Is this correct or were they just trying to scare me into handing over more money?

TIA


----------



## Shiny (Apr 23, 2007)

Dual insurance is not illegal, co-insurance normally comes into place. 

However, you can't insure a car that you have no insurance interest in. 

Your best bet would have been to do a change of vehicle to your new car on your current policy and not to have taken out a new annual policy until March. 

You will need to cancel your policy on your old car to get proof of NCB for your new policy anyway.


----------



## *Pete* (May 19, 2008)

Yes in hind site I should have just amended my current insurance but already having swapped a car once on that I assumed I'd get charged for making another change.

I thought it would save me £30 odd quid to just start a fresh.

They should still send me out a renewal letter before the 3rd of March which I can use as my proof of no claims.

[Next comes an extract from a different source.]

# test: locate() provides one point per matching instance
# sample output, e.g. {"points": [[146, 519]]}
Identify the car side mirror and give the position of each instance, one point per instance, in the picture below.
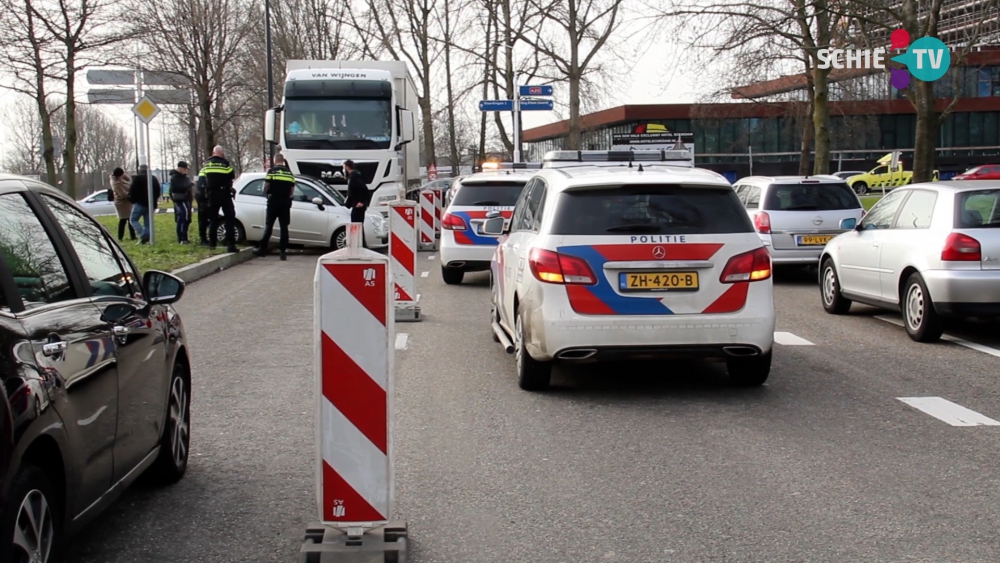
{"points": [[162, 288], [494, 224]]}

Just have to wait a bit longer to provide it to my new insurance company.


----------



## Shiny (Apr 23, 2007)

In theory you could be charged the gross premium on your new policy from inception to March, as your NCB will not be valid until March as it is being used on another policy. All depend on how your new insurers are happy to play things.


----------



## MPS101 (May 6, 2011)

It is not illegal to hold two policies on one vehicle it is however illegal to profit from car insurance as such if you made a dual claim against one accident that would be illegal and in basic terms fraud. 
Your old insurer is within their rights to charge you an admin fee for any changes to a policy during its life regardless of whether your premium is paid in full or not.


----------



## Rascal_69 (Sep 20, 2009)

I used to do this to my mums car when goes on holiday. 

It's insured by her on her women insurance company. 

When she goes away I just phone up my insurance and ask for temp cover on her car. So in theory insured twice.


----------